Almost nothing is black and white when it comes to blacks and television. What looks to be a step forward often turns out to be two or more steps back.
Just as "The Cosby Show" was being hailed as one of the most progressive sitcoms ever, along came a study that found many white viewers used the upper-middle-class status of the Huxtable family as proof that black Americans no longer faced any barriers in the real world.
L In other words, the series helped them justify their racism.
And just as we were about to applaud network television for creating a realistic, working-class comedy about blacks after decades of eye-rolling stereotypes like "Good Times," Fox cancels "Roc." Now we are left with too many sitcoms that are more minstrel show than comedy.
But Black History Month starts this week, and with it come several noteworthy television productions that have some black actors and producers in Hollywood talking optimistically -- if not actually using the P-word: progress. Not coincidentally, several of the shows also have the potential to be winners in February, an important ratings sweeps month.
The programs responsible for the talk are diverse, but each deals in a significant way with black history and the black experience.
* There's a splendid Hallmark Hall of Fame presentation Feb. 5 on CBS of August Wilson's Pulitzer Prize-winning play, "The Piano Lesson," starring Emmy-winning actress Alfre Woodard and actor Charles Dutton, who earned a Tony nomination for his performance in the Broadway production. It's built on the tension between a family's remembered past vs. its imagined future.
* "The Promised Land," a powerful five-hour documentary that chronicles the post-World War II migration of 5 million blacks from the South to the North, starts Feb. 12 on the Discovery cable channel.
* Also starting on Feb. 12 is a four-hour CBS miniseries, "Children of the Dust," which features Academy Award-winner Sidney Poitier, Regina Taylor, Michael Moriarity and Farrah Fawcett. It tells the story of a group of former slaves and their founding of a town in the Oklahoma Territory during the 1880s.
And it appears that network programmers are being more than (( simply politically correct during Black History Month.
* In March, Showtime will cablecast "Zooman," a film version of Charles Fuller's award-winning play about gangs and death as part of its Voices Against Violence campaign.

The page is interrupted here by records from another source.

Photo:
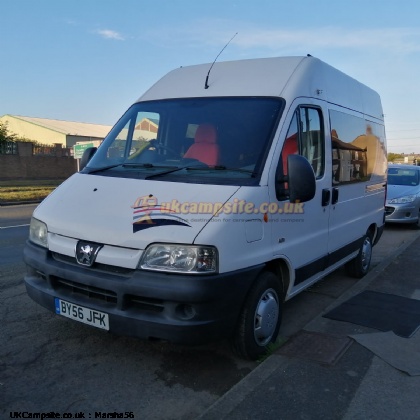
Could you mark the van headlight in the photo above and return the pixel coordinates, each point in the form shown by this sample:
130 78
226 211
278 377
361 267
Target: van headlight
38 232
402 200
180 258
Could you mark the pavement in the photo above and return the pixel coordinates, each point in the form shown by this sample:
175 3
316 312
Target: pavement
328 374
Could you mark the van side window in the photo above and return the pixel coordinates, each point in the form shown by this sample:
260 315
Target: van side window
305 137
358 148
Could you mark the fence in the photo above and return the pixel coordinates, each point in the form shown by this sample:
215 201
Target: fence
8 148
23 161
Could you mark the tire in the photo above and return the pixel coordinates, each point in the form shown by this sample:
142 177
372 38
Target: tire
260 319
359 266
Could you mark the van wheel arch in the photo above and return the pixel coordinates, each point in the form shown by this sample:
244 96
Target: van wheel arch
260 318
359 266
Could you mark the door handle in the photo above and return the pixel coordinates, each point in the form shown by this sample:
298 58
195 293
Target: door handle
326 195
334 196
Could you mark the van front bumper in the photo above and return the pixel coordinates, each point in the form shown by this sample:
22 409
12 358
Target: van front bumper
184 309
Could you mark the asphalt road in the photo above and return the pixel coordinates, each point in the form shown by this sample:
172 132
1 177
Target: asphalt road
51 364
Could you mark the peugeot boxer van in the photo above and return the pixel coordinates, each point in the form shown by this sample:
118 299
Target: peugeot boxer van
224 191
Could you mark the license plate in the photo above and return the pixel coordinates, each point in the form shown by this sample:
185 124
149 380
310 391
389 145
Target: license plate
82 314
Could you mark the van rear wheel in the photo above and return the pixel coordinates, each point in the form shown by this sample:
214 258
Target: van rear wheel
359 266
260 319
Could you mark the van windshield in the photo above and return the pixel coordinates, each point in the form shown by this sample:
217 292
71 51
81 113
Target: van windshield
205 140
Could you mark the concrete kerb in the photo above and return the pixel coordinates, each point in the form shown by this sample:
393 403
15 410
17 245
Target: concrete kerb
239 392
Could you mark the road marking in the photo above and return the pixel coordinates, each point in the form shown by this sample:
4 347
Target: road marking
10 227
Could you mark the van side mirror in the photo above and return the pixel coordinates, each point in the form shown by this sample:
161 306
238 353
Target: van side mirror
301 179
87 156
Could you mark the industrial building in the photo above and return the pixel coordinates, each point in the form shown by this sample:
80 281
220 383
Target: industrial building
50 132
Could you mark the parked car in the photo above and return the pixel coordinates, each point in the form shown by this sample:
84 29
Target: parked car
403 195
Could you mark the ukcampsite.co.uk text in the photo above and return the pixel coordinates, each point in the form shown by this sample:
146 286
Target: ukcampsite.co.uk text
231 207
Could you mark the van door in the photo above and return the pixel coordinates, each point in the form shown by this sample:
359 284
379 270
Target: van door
300 230
358 156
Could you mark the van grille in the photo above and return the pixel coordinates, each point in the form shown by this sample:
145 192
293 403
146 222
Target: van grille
144 304
96 266
82 289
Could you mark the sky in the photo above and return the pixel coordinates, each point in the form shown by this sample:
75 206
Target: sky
89 60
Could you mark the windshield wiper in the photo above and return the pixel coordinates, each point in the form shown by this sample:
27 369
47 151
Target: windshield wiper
104 168
225 168
178 168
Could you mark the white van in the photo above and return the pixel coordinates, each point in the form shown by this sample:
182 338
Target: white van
222 192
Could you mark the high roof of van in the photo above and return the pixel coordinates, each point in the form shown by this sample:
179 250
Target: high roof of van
286 77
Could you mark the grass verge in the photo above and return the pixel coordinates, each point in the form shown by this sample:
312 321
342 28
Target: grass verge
24 190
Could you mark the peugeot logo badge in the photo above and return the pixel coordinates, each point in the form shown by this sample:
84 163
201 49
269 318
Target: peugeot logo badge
86 252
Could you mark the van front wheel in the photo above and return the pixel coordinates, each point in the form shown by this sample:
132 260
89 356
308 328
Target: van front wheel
260 319
359 266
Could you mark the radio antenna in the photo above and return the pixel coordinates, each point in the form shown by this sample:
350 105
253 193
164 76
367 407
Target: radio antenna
206 85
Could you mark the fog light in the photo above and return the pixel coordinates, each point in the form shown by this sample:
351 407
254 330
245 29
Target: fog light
185 312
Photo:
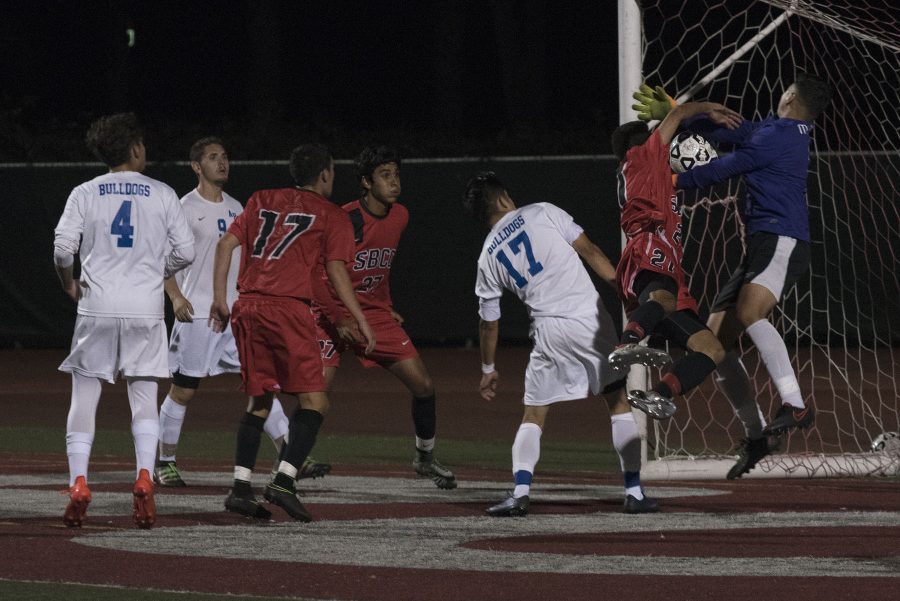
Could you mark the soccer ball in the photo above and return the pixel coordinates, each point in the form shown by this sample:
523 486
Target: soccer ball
886 441
689 150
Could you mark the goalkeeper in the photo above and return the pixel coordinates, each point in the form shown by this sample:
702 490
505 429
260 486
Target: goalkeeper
773 157
650 278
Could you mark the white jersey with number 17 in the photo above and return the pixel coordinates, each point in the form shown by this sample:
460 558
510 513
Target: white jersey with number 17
529 252
208 221
125 223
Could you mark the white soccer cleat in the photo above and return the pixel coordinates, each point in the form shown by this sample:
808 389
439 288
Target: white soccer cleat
633 353
652 403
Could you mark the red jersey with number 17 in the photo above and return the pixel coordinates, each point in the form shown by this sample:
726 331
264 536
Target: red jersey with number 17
376 245
651 220
283 233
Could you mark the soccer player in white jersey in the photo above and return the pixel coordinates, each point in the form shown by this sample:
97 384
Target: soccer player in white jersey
195 350
534 252
130 233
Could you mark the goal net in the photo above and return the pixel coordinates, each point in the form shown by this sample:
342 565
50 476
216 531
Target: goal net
842 321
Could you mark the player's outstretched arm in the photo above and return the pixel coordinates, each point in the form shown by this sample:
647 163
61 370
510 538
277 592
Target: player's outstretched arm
596 259
343 287
489 332
219 311
64 251
181 306
718 112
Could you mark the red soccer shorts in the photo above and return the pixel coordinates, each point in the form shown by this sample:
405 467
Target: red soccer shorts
646 252
276 340
392 344
330 344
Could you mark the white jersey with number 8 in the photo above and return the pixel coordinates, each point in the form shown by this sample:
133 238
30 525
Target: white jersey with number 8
126 223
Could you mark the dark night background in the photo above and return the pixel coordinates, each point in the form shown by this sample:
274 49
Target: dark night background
461 78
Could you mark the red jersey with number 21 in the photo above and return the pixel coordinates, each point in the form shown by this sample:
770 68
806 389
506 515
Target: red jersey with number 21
651 220
376 245
283 233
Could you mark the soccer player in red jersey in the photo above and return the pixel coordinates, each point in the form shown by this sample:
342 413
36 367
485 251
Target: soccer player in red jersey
282 233
378 222
650 277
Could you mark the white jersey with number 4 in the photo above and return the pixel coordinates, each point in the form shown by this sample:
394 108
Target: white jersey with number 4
126 223
529 252
208 221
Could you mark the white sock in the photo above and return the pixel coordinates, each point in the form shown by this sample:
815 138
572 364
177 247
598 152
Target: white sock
144 421
526 452
732 380
80 424
146 434
171 418
425 445
277 424
626 441
78 448
242 473
287 469
773 351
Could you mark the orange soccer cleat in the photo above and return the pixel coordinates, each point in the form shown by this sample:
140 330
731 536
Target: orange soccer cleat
144 506
79 499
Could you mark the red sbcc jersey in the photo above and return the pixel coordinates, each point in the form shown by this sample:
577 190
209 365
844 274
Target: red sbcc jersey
651 218
283 233
376 244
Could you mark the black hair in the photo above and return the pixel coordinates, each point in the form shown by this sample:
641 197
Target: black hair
308 161
110 138
815 93
372 157
199 147
627 136
481 191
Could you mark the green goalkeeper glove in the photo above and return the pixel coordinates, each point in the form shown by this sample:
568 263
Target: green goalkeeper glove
653 105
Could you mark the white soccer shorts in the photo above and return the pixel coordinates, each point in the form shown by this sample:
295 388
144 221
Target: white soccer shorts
569 359
197 351
104 347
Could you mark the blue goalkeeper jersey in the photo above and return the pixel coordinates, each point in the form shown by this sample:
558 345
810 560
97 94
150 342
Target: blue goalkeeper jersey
773 157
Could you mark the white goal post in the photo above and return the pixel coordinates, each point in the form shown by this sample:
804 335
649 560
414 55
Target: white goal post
842 321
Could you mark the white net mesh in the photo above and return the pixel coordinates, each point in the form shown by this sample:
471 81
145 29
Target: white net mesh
842 321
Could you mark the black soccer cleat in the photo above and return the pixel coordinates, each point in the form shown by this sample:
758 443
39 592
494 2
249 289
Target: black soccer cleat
510 507
247 506
645 505
428 467
287 500
166 474
750 453
313 469
789 417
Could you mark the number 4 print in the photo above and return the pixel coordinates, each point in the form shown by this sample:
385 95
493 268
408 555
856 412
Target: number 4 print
534 267
122 227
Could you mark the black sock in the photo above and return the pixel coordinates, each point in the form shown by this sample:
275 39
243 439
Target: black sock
249 433
642 321
688 372
242 489
304 427
424 416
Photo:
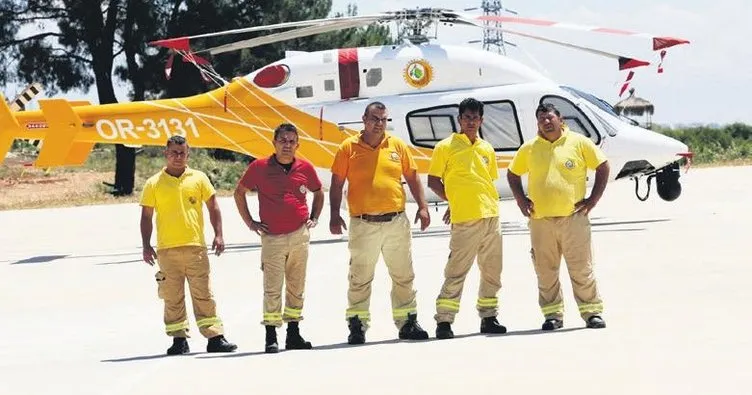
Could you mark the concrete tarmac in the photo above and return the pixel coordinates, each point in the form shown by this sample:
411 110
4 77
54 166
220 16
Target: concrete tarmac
80 311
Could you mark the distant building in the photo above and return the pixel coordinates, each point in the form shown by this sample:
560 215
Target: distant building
634 106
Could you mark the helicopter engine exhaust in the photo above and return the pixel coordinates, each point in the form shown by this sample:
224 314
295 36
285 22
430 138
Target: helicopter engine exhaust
667 183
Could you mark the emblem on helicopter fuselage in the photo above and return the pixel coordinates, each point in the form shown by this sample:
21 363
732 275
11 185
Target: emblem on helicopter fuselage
418 73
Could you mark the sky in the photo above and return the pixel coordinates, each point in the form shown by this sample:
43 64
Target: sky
703 82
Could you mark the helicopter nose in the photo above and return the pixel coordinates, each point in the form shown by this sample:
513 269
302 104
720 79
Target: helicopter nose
636 144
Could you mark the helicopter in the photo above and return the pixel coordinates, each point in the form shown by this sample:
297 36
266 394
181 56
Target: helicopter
324 94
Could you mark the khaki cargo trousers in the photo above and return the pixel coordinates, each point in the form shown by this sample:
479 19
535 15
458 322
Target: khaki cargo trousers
283 260
368 240
552 238
176 265
481 238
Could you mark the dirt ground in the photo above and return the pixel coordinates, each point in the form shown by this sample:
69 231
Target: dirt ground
25 188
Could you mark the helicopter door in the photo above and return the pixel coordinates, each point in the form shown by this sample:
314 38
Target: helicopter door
500 127
575 119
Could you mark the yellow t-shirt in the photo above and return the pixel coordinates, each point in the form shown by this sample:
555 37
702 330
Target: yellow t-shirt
468 172
557 171
178 203
374 175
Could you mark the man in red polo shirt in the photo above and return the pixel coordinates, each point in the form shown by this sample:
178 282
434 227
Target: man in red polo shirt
281 182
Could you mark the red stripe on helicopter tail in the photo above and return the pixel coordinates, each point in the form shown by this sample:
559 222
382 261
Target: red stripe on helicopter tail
629 63
666 42
349 73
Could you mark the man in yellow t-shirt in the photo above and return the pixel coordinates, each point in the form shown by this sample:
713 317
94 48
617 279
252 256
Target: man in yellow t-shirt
462 171
177 194
556 162
374 163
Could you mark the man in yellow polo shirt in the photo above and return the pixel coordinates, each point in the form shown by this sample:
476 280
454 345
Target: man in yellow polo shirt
177 194
374 163
556 162
463 169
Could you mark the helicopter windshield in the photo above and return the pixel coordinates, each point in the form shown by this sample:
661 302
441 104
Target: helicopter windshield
600 103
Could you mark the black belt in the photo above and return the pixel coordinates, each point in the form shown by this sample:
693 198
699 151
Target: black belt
386 217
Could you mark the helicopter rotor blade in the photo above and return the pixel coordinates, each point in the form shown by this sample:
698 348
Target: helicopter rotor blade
290 34
180 42
624 61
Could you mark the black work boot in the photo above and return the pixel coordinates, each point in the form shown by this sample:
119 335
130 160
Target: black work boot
596 322
444 330
220 344
357 334
491 325
271 346
412 330
179 346
294 341
552 323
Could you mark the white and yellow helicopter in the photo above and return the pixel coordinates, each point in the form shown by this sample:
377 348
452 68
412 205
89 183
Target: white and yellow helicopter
324 94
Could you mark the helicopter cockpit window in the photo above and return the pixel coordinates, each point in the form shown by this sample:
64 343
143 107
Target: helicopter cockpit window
575 119
304 91
500 126
429 126
373 76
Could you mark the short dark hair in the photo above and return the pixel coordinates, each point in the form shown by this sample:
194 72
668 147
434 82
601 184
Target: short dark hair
285 127
376 104
177 140
471 104
545 108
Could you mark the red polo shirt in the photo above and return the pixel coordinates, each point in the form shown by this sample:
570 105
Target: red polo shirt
282 195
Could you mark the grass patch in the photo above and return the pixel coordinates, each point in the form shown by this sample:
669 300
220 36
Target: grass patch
24 187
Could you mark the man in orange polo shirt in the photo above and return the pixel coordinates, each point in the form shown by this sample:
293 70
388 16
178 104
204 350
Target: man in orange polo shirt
282 182
373 163
177 194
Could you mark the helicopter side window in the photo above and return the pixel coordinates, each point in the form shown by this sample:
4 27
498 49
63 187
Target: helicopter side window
429 126
575 119
501 127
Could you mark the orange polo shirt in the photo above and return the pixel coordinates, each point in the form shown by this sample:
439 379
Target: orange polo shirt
374 175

Fuller, who wrote "A Soldier's Story," also did the screenplay for the Showtime film, which stars Dutton and Louis Gossett Jr.
* Even more promising, in April, cable channel TBS will present "Hank Aaron: Chasing the Dream," the chronicle of Aaron's remarkable journey from the Negro League to the National League, eclipsing Babe Ruth as the greatest home-run hitter ever. Denzel Washington is co-executive producer.
* The show creating perhaps the loudest buzz is "Under One Roof," a black family drama starring Joe Morton, James Earl Jones and Vanessa Bell Calloway. The story of a multigenerational, middle-class family living in a Seattle flat, it is one of the first black family dramas in the history of television. Though no premiere date has yet been set, CBS screened it for critics in California this month and it earned raves.
Poitier calls these shows "laudable motion in the right direction."
Picking his words carefully when asked about the programs and his assessment of blacks on television, the 70-year-old Poitier says, "Well, I come from a time when it was an event just to see a black person on television. That's where I come from.
"So, I have consequently been around to see some changes. Which is not to say that we have arrived at a level playing field. But this is laudable."
Thomas Carter, the executive producer of "Under One Roof," says it's "still a fight" to get realistic portrayals of blacks on television. But he agrees that there is movement in the right direction. He cites his own experience as evidence.
"When I first came to Hollywood, I was an actor. I had graduated college, and I would go into offices to audition speaking just the way I am speaking now. And I would never get a job," Carter recounts. "I had to learn to 'street it up' a bit just to get work, because that's all that was available to black actors. And that's fine, because there are a lot of people who live that life."
But the reality, he says, is that most people of color face the same everyday problems as everyone else: They get up every day, go to work and have to raise their kids. "Now, we're finally going to get a chance to show that larger, every-day reality," says Carter, referring to the subject matter of "Under One Roof."
Poitier and Carter both point to money as the reason for any improvement in the television industry's depiction of blacks.